Simpson’s Paradox: How to Prove Opposite Arguments with the Same Data
Understanding a statistical phenomenon and the importance of asking why
Imagine you and your partner are trying to find the perfect restaurant for a pleasant dinner. Knowing this process can lead to hours of arguments, you seek out the oracle of modern life: online reviews. Doing so, you find your choice, Carlo’s Restaurant is recommended by a higher percentage of both men and women than your partner’s selection, Sophia’s Restaurant. However, just as you are about to declare victory, your partner, using the same data, triumphantly states that since Sophia’s is recommended by a higher percentage of all users, it is the clear winner.

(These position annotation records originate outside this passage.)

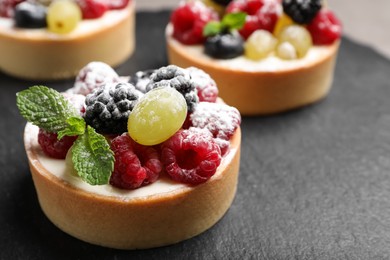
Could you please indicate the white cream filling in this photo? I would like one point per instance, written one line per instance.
(59, 169)
(241, 63)
(85, 27)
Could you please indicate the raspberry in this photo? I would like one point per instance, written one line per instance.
(191, 156)
(206, 87)
(135, 165)
(178, 78)
(92, 76)
(141, 79)
(7, 7)
(117, 4)
(301, 11)
(261, 14)
(220, 119)
(92, 9)
(188, 21)
(325, 28)
(53, 147)
(108, 107)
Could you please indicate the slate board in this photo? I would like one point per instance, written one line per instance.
(314, 183)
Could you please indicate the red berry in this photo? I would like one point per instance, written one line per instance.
(325, 28)
(220, 119)
(7, 7)
(261, 14)
(135, 165)
(53, 147)
(188, 21)
(191, 156)
(92, 9)
(117, 4)
(206, 87)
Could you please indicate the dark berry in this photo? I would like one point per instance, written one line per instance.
(92, 76)
(325, 28)
(220, 119)
(191, 156)
(222, 2)
(188, 21)
(135, 165)
(53, 147)
(178, 78)
(141, 79)
(261, 14)
(92, 9)
(206, 87)
(108, 107)
(224, 46)
(30, 15)
(301, 11)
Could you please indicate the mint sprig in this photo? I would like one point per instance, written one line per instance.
(92, 157)
(230, 22)
(46, 108)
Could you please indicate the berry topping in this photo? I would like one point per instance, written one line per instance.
(325, 28)
(141, 79)
(191, 156)
(157, 116)
(53, 147)
(220, 119)
(30, 15)
(135, 165)
(92, 76)
(92, 9)
(108, 107)
(224, 46)
(7, 7)
(301, 11)
(63, 16)
(188, 21)
(206, 87)
(178, 79)
(262, 14)
(117, 4)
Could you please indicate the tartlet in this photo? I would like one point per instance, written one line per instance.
(157, 214)
(39, 54)
(261, 86)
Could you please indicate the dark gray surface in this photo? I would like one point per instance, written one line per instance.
(314, 183)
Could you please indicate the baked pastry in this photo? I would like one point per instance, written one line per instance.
(177, 189)
(55, 46)
(267, 56)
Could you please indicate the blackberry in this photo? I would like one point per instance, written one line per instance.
(301, 11)
(178, 78)
(141, 79)
(108, 107)
(224, 46)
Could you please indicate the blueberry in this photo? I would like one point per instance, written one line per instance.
(30, 15)
(222, 2)
(224, 46)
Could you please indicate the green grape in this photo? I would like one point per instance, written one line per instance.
(286, 51)
(299, 37)
(158, 115)
(259, 45)
(63, 16)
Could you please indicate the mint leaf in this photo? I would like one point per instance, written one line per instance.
(46, 108)
(212, 28)
(230, 22)
(92, 158)
(234, 21)
(76, 126)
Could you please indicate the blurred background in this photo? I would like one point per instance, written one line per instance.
(367, 22)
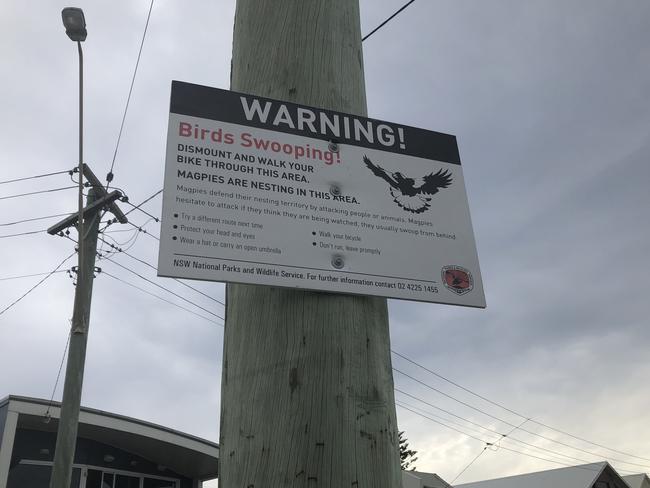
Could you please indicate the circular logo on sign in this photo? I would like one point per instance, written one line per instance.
(457, 279)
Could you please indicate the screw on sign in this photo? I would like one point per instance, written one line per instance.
(457, 279)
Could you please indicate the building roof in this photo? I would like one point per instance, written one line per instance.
(183, 453)
(637, 480)
(583, 476)
(431, 480)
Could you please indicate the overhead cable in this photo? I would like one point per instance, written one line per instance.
(514, 412)
(160, 298)
(387, 20)
(34, 177)
(514, 425)
(109, 177)
(36, 285)
(37, 192)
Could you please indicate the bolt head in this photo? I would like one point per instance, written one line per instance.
(338, 262)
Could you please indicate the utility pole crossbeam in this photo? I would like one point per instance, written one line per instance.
(307, 389)
(90, 209)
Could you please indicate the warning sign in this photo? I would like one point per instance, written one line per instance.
(267, 192)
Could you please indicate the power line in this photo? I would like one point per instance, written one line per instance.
(500, 435)
(36, 285)
(160, 298)
(163, 288)
(153, 217)
(513, 425)
(33, 220)
(37, 192)
(387, 20)
(109, 177)
(175, 279)
(496, 404)
(137, 207)
(143, 230)
(470, 463)
(58, 375)
(7, 278)
(22, 234)
(33, 177)
(485, 442)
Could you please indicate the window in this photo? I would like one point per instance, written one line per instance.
(152, 483)
(26, 475)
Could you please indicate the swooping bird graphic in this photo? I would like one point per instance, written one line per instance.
(411, 198)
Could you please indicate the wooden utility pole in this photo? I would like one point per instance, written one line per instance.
(66, 438)
(307, 388)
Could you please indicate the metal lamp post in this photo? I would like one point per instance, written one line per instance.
(75, 28)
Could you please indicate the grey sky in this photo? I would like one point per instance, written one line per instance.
(549, 101)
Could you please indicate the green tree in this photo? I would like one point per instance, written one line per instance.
(407, 456)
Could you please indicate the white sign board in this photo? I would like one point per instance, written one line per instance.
(272, 193)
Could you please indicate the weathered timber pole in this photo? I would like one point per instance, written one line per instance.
(307, 388)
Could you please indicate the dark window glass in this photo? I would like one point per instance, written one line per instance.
(152, 483)
(123, 481)
(29, 476)
(94, 479)
(35, 476)
(107, 481)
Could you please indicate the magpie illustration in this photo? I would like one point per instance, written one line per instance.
(404, 191)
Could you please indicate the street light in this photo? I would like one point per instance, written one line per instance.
(75, 28)
(75, 23)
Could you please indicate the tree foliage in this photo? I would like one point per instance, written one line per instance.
(407, 457)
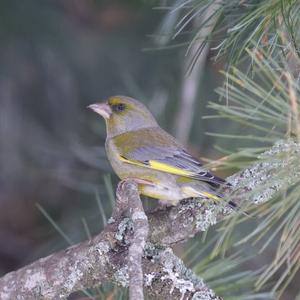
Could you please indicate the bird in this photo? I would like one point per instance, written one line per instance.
(139, 149)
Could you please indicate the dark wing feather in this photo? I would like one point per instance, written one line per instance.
(178, 158)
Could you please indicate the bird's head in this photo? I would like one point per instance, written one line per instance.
(123, 114)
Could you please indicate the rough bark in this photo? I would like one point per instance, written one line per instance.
(104, 258)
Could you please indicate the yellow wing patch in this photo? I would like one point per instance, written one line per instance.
(191, 192)
(155, 165)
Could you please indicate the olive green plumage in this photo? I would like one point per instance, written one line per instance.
(138, 148)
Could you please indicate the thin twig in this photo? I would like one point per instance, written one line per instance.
(294, 103)
(128, 189)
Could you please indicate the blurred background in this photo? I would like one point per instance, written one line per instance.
(57, 57)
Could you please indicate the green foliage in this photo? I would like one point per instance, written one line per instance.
(239, 25)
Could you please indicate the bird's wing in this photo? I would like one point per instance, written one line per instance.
(163, 153)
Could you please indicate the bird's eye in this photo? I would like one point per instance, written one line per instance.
(118, 107)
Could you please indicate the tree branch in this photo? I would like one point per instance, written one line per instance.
(103, 258)
(128, 190)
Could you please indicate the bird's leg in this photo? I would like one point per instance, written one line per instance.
(123, 195)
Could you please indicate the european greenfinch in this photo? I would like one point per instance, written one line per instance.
(138, 148)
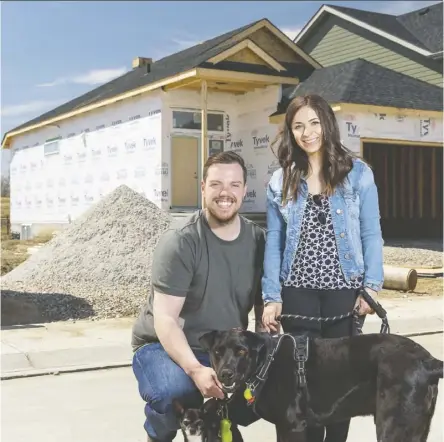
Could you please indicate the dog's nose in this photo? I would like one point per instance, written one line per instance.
(226, 375)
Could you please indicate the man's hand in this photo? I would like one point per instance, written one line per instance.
(363, 307)
(271, 312)
(206, 381)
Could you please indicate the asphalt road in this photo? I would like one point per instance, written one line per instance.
(104, 406)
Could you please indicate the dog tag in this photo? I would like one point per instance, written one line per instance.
(248, 395)
(225, 431)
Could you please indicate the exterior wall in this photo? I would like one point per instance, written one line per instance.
(96, 156)
(50, 190)
(338, 42)
(415, 128)
(247, 131)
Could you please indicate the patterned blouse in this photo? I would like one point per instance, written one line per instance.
(316, 264)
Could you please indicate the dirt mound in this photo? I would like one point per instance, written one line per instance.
(103, 258)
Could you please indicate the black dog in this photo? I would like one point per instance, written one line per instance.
(388, 376)
(203, 424)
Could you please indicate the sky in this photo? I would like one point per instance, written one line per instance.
(54, 51)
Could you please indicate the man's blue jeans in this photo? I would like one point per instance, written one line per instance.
(161, 380)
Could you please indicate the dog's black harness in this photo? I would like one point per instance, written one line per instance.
(256, 383)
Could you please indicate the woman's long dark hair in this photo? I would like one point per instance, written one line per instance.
(337, 159)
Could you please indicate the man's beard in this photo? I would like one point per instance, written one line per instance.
(221, 220)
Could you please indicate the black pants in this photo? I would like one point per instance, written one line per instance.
(321, 303)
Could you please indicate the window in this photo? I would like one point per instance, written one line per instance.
(215, 122)
(51, 147)
(215, 146)
(193, 120)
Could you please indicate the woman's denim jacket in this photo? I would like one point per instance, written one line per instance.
(355, 215)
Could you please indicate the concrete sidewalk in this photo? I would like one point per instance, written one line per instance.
(86, 345)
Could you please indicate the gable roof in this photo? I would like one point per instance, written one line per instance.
(172, 65)
(362, 82)
(420, 30)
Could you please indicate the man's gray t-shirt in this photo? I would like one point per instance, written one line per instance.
(220, 279)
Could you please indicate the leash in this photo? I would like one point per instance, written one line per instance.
(375, 305)
(300, 355)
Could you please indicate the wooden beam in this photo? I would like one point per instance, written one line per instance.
(421, 113)
(204, 138)
(401, 142)
(228, 87)
(243, 77)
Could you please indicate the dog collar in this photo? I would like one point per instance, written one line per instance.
(255, 385)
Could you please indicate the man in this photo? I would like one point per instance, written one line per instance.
(206, 275)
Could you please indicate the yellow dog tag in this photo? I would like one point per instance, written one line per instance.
(225, 431)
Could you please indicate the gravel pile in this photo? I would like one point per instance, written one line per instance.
(100, 266)
(412, 257)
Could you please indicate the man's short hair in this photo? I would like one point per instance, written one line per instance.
(227, 157)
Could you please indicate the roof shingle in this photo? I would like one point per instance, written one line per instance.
(422, 28)
(362, 82)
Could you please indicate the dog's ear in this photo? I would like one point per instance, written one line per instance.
(210, 406)
(207, 340)
(255, 341)
(178, 409)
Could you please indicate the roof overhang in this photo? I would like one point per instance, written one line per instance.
(279, 118)
(324, 10)
(217, 80)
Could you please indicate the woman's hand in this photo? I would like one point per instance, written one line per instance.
(363, 307)
(271, 312)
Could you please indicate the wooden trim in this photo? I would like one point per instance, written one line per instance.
(130, 94)
(204, 134)
(180, 85)
(281, 36)
(433, 187)
(400, 142)
(411, 182)
(386, 181)
(277, 119)
(252, 47)
(421, 184)
(245, 77)
(351, 107)
(328, 10)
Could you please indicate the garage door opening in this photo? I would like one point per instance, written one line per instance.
(410, 187)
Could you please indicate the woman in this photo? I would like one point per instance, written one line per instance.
(324, 237)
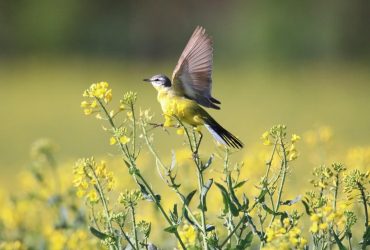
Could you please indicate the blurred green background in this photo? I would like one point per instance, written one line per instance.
(301, 63)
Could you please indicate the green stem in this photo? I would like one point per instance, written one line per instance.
(181, 196)
(133, 130)
(98, 188)
(132, 164)
(284, 166)
(336, 192)
(126, 237)
(134, 226)
(232, 232)
(194, 150)
(363, 197)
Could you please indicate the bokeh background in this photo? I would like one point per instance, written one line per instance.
(301, 63)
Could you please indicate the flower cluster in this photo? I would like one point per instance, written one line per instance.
(355, 180)
(276, 135)
(326, 217)
(130, 198)
(98, 92)
(119, 134)
(189, 236)
(284, 235)
(90, 177)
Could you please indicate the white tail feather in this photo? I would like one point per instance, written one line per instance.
(215, 135)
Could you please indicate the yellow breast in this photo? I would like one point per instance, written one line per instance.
(186, 110)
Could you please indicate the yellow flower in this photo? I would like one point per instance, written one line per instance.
(292, 156)
(265, 137)
(98, 116)
(180, 131)
(286, 222)
(315, 218)
(323, 226)
(198, 128)
(112, 141)
(295, 138)
(84, 104)
(87, 111)
(93, 196)
(314, 228)
(124, 139)
(188, 235)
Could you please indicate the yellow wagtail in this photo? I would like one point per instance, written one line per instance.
(191, 87)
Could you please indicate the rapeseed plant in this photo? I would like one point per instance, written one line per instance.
(205, 201)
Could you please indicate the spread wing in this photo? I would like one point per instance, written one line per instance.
(192, 76)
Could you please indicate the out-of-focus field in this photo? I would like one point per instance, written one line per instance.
(40, 98)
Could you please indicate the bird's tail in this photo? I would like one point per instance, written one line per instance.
(222, 135)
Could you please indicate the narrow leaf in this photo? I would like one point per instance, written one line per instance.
(246, 242)
(209, 162)
(306, 207)
(228, 204)
(203, 194)
(338, 241)
(238, 185)
(98, 234)
(171, 229)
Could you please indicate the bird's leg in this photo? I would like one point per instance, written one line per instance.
(198, 143)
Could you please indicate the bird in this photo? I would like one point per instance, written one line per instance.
(189, 91)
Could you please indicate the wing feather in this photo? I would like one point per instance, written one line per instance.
(192, 76)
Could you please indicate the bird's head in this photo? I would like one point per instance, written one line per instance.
(160, 82)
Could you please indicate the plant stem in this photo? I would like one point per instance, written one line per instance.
(181, 196)
(133, 130)
(103, 200)
(134, 226)
(232, 232)
(133, 165)
(194, 150)
(363, 197)
(126, 237)
(284, 166)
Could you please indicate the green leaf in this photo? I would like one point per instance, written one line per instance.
(232, 193)
(338, 241)
(146, 194)
(189, 197)
(366, 237)
(174, 215)
(238, 185)
(209, 162)
(203, 194)
(187, 202)
(267, 209)
(245, 202)
(210, 228)
(261, 196)
(228, 205)
(306, 207)
(173, 162)
(246, 242)
(291, 202)
(171, 229)
(98, 234)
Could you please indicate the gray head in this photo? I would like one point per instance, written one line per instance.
(159, 81)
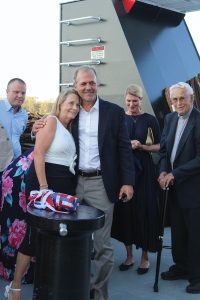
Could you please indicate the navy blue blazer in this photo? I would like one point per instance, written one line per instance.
(115, 151)
(186, 167)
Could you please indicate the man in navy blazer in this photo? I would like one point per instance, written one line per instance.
(105, 167)
(180, 170)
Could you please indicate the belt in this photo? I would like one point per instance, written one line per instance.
(89, 174)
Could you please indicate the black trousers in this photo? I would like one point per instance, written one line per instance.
(185, 231)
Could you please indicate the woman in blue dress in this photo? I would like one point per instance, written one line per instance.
(136, 221)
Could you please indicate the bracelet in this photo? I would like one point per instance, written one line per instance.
(43, 186)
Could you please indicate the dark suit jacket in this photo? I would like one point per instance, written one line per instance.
(114, 148)
(186, 167)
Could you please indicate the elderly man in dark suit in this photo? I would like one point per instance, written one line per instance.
(105, 167)
(180, 170)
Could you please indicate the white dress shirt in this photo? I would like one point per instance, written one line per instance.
(88, 138)
(182, 122)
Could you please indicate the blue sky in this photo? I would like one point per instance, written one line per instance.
(29, 33)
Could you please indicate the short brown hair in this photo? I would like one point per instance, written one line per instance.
(60, 99)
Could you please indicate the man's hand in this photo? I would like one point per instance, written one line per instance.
(38, 125)
(136, 144)
(126, 190)
(165, 179)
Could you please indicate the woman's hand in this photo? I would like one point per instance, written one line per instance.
(38, 125)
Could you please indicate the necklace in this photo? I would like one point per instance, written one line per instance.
(134, 118)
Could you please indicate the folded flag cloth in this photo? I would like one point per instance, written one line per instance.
(52, 201)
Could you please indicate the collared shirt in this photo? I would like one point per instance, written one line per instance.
(88, 138)
(182, 122)
(14, 123)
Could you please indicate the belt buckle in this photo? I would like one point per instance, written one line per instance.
(81, 172)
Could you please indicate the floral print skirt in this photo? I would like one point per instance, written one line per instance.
(12, 215)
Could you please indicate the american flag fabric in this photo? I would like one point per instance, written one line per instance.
(52, 201)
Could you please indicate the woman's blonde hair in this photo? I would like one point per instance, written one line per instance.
(134, 90)
(60, 99)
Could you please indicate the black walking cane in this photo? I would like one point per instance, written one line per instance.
(161, 233)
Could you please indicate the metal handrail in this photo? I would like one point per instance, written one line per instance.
(71, 21)
(80, 63)
(82, 41)
(70, 84)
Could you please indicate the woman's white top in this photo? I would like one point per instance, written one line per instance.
(62, 150)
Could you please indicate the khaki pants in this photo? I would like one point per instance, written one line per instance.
(91, 191)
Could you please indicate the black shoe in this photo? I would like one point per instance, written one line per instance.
(174, 274)
(142, 271)
(124, 267)
(193, 288)
(92, 294)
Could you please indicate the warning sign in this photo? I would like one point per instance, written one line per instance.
(98, 52)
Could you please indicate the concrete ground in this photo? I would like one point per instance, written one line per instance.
(130, 286)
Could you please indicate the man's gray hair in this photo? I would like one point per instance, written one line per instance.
(182, 85)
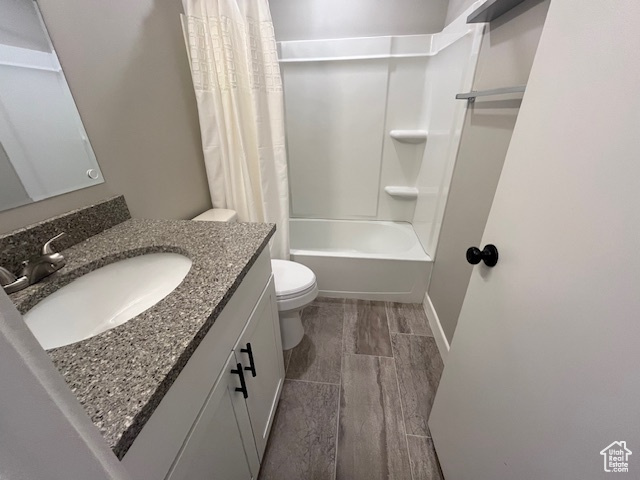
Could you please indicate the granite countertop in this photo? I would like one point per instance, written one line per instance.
(121, 375)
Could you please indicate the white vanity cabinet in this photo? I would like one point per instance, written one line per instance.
(221, 443)
(264, 367)
(204, 427)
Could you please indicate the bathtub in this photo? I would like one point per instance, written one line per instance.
(370, 260)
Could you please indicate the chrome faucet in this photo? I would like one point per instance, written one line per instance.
(34, 270)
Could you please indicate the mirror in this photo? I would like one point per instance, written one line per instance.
(44, 149)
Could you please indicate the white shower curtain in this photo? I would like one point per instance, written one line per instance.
(236, 76)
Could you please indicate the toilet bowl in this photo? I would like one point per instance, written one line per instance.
(296, 287)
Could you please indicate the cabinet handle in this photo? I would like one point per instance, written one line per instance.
(243, 387)
(252, 366)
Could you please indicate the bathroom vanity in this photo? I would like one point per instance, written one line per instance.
(189, 388)
(216, 417)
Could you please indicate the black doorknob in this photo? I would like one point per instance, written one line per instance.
(489, 255)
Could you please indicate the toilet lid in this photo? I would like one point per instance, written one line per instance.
(291, 277)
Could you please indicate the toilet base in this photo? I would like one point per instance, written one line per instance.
(291, 328)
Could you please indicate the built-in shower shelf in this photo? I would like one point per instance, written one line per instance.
(402, 192)
(409, 136)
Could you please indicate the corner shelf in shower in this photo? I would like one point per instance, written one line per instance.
(409, 136)
(492, 10)
(409, 193)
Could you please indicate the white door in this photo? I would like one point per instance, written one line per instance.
(259, 349)
(220, 445)
(544, 369)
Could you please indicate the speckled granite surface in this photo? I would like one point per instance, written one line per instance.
(78, 225)
(121, 375)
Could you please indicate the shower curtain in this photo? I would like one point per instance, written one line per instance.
(236, 76)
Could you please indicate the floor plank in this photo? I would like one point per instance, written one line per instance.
(366, 328)
(408, 318)
(371, 443)
(424, 462)
(419, 369)
(317, 357)
(302, 444)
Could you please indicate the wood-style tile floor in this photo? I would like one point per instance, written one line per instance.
(357, 395)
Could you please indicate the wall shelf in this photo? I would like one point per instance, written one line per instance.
(492, 10)
(409, 193)
(409, 136)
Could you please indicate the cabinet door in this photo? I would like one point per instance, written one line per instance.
(220, 445)
(261, 337)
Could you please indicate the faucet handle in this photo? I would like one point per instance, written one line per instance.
(46, 248)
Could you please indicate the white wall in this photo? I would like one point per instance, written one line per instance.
(127, 68)
(321, 19)
(20, 26)
(506, 57)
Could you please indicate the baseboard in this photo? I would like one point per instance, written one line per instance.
(436, 328)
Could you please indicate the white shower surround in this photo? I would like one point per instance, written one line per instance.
(342, 98)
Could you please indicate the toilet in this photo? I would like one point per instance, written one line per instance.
(296, 285)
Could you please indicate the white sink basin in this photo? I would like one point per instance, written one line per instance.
(105, 298)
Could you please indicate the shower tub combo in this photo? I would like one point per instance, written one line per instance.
(370, 260)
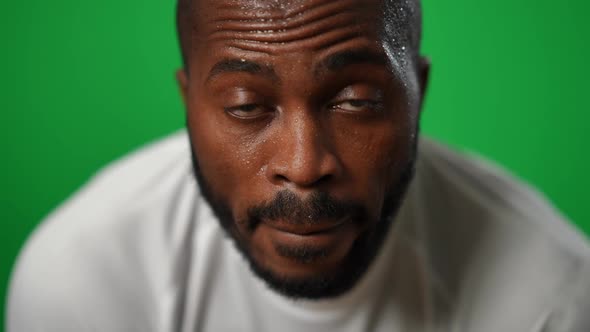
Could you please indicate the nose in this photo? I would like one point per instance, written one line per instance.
(303, 156)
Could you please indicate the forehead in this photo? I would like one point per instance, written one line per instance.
(272, 26)
(298, 34)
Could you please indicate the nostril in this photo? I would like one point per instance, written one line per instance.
(281, 178)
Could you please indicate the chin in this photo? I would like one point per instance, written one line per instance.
(318, 273)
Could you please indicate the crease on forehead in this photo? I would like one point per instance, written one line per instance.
(270, 26)
(274, 26)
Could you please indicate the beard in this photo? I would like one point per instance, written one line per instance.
(319, 205)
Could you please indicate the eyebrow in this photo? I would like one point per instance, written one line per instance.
(241, 65)
(342, 59)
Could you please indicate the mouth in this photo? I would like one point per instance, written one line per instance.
(316, 229)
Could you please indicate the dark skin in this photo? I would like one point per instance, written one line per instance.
(303, 97)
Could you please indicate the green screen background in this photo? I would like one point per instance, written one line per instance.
(84, 82)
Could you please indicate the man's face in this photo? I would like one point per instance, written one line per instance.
(303, 125)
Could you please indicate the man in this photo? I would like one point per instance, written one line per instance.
(316, 206)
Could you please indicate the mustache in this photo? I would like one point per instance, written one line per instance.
(288, 207)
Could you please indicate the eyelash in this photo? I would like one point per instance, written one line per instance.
(375, 105)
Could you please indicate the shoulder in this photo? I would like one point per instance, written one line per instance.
(104, 248)
(499, 248)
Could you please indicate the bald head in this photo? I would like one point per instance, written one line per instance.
(401, 25)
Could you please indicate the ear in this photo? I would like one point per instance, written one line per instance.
(423, 77)
(182, 80)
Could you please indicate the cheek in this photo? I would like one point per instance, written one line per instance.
(374, 157)
(227, 159)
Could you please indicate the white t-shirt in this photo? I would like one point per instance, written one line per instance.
(137, 249)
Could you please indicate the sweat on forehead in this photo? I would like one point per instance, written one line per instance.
(401, 25)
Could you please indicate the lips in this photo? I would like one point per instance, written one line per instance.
(318, 228)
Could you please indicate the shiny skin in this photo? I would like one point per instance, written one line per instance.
(293, 124)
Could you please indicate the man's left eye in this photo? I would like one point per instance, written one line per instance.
(356, 105)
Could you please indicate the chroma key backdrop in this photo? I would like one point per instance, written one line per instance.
(84, 82)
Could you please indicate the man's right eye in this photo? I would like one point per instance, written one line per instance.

What is going on? Who’s lying here? Has the review site got the calculations wrong? In fact, both you and your partner are right and you have unknowingly entered the world of Simpson’s Paradox, where a restaurant can be both better and worse than its competitor, exercise can lower and increase the risk of disease, and the same dataset can be used to prove two opposing arguments. Instead of going out to dinner, perhaps you and your partner should spend the evening discussing this fascinating statistical phenomenon.
Simpson’s Paradox occurs when trends that appear when a dataset is separated into groups reverse when the data are aggregated. In the restaurant recommendation example, it really is possible for Carlo’s to be recommended by a higher percentage of both men and women than Sophia’s but to be recommended by a lower percentage of all reviewers. Before you declare this to be lunacy, here is the table to prove it. ... "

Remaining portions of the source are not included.